Kaseya is a network security company that developed a software decryption key that was supposed to be used by their clients to encrypt their data in their Kaseya software. The program was initially built for use in the United States, but after the 9/11 attacks, it was found useful by many organizations worldwide including the Russian government to protect sensitive information. The encryption key was developed to allow Kaseya to decrypt their own software, so it was never made available to the general public.
According to a forum post on the hacking web site DC.ru, a customer with access to Kaseya’s global decryption key has leaked the key to a tool that can crack the authentication token used by all of Kaseya’s products, including its flagship product, Kaseya Central. The decryption key can be used to decrypt any data protected by Kaseya’s products.
The global REvil decryptor key used by Kaseya has recently been published on a Russian hacker site. Ekranoplan, a user on Reddit, shared an image of what seems to be a global decryptor for REvil-infected files. The article was also tweeted about by pancak3, a security researcher.

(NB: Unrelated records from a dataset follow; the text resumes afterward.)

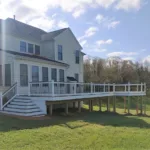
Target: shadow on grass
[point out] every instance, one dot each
(8, 123)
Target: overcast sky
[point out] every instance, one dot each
(103, 27)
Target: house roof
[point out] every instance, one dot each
(12, 26)
(33, 56)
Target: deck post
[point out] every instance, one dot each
(66, 109)
(90, 105)
(53, 90)
(79, 106)
(100, 105)
(51, 109)
(1, 101)
(137, 106)
(128, 104)
(74, 104)
(114, 104)
(108, 105)
(91, 87)
(125, 106)
(141, 105)
(145, 106)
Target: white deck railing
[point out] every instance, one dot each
(6, 97)
(64, 88)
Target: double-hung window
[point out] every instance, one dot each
(45, 74)
(23, 46)
(0, 74)
(35, 74)
(23, 75)
(37, 50)
(61, 75)
(60, 52)
(77, 56)
(30, 48)
(54, 74)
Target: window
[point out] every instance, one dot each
(30, 48)
(61, 75)
(23, 75)
(77, 77)
(35, 74)
(77, 56)
(45, 74)
(54, 74)
(0, 74)
(23, 46)
(60, 55)
(7, 75)
(37, 50)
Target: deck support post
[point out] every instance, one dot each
(100, 105)
(79, 106)
(74, 104)
(128, 104)
(137, 106)
(125, 105)
(51, 109)
(90, 106)
(114, 104)
(145, 106)
(108, 105)
(141, 105)
(66, 109)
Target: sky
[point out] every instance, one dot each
(104, 28)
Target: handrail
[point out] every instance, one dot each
(11, 95)
(9, 89)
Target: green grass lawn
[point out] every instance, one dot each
(85, 131)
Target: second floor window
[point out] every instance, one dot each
(35, 74)
(23, 46)
(61, 75)
(60, 54)
(45, 74)
(54, 74)
(30, 48)
(37, 50)
(77, 57)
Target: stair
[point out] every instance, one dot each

The REvil ransomware group targeted Kaseya’s VSA supply chain on July 2, effectively encrypting over 1500 companies utilizing Kaseya services. Kasyea responded by shutting down their SaaS servers and working on a fix right away.
REvil later sought a whopping $70 million in ransom for a universal decryptor capable of unlocking the attack’s encrypted data in under one hour.
According to CNN, the company announced on July 22 that it had received a universal decryption key from an unnamed “trusted third-party” and had begun distributing it to affected customers, albeit with a non-disclosure agreement, which explains why the key was kept out of the hands of researchers until now.
Although the source of the encryptor is unclear, it is thought that Russian intelligence acquired it from REvil and gave it to US officials as a show of goodwill.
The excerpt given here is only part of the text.